Ruminations

Blog dedicated primarily to randomly selected news items; comments reflecting personal perceptions

Tuesday, February 03, 2009

Well Earned Censure

For a refreshing change Jack Layton has pounced upon a situation that deserves singling out for censure. The pronouncement of a government cabinet minister that has betrayed an undisciplined, unsympathetic point of view toward the unemployed reminds me of the first time I'd ever heard the word "pogey" applied to employment insurance benefits. As though accepting an established government method of tiding people over between employment opportunities was something shameful.

Noun 1. pogy - money received from the state
pogey, dole
public assistance, social welfare, welfare - governmental provision of economic assistance to persons in need; "she lives on welfare"
Canada - a nation in northern North America; the French were the first Europeans to settle in mainland Canada.


I was shocked and disbelieving. This is a fund into which employers and employees regularly deposit payroll-deducted savings for the purpose of establishing a procedure whereby the unemployed may manage in the interval between jobs, to pay the most urgent of their living costs. It is not a generous living allowance, it does not represent social welfare payments, although the scheme is classified as social welfare.

Now here is Human Resources Minister Diane Finley repeating that old canard. She should surely know better? Her cavalier remarks during a press interview after the budget was unveiled - during which it was revealed that the Conservative government moved to extend Employment Insurance benefits by five weeks, while refraining from shortening the waiting period substantially, and raising maximum payments - had her questioned by the press.

Her response to the media queries was not too very well thought out and did no credit to her thought processes, her understanding of reality for many Canadian workers, and her communication professionalism. Does she really have that level of contempt for the unemployed, those Canadians whom her department is charged with looking to their best interests? "Our goal" she responded "is to help people get back to work and get back to work quickly in jobs that will last".

An obvious reference to the $4-billion being invested by government into job re-training programs over the next two years. And that was fine. In her interview with Canwest News Service she should have given full stop to her statement. However, she thought she would elucidate. "We do not want to make it lucrative for them to stay home and get paid for it, not when we still have significant skill shortages in many parts of the country."
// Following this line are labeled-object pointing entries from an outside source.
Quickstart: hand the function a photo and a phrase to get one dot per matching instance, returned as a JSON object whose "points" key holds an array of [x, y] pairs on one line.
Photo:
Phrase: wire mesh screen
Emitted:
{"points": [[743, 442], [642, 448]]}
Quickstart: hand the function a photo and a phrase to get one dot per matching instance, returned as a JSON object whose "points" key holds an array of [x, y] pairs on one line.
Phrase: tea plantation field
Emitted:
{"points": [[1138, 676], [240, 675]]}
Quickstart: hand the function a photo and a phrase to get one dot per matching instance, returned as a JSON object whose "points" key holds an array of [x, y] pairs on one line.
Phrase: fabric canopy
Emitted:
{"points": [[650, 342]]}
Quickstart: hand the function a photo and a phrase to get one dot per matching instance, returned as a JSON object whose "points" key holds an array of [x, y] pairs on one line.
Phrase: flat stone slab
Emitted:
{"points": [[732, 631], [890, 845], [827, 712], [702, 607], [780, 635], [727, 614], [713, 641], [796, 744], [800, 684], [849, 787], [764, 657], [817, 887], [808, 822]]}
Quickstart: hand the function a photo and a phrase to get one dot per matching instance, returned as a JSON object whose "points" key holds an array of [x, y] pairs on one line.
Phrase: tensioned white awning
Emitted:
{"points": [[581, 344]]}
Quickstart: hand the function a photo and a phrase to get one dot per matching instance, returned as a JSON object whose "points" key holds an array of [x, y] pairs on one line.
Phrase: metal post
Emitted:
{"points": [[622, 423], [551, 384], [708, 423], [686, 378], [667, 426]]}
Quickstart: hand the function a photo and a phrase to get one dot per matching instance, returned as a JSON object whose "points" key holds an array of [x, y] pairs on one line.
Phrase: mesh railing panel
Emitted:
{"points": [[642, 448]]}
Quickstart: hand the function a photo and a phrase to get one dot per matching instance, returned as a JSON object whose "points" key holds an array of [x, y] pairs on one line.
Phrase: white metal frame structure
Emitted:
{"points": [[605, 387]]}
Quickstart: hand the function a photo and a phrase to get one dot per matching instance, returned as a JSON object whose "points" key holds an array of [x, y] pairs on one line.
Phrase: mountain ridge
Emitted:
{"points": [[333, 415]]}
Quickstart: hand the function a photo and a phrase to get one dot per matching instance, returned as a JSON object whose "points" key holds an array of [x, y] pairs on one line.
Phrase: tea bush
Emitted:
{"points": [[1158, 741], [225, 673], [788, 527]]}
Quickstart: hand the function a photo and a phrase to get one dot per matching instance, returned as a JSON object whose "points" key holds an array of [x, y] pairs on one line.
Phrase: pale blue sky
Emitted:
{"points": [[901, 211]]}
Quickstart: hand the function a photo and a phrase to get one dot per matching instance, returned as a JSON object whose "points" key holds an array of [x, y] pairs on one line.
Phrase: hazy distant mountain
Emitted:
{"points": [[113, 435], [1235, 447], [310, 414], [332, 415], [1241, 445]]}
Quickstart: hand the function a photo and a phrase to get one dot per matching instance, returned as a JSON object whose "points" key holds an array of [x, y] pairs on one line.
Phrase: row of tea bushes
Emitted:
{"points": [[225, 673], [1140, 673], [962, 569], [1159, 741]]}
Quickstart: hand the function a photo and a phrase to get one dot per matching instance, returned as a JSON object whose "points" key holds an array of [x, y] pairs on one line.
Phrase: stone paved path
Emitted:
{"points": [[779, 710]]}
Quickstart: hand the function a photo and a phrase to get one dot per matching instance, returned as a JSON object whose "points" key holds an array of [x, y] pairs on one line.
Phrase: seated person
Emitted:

Hard to believe that a sober, intelligent politician prefers to believe that people enjoy the stigma of drawing on EI, let alone the misery of unemployment. Certainly that remuneration doesn't represent the wherewithal for a lifestyle of ease and luxury? What could she have been thinking? Not of those regional laid-off workers whose working hours don't mesh with EI requirements.

Most certainly not of the many working women dependent on contract and part-time jobs unable to garner sufficient working hours to qualify for EI benefits to begin with. A minister with a low opinion of those whom she serves morally disqualifies herself for her position.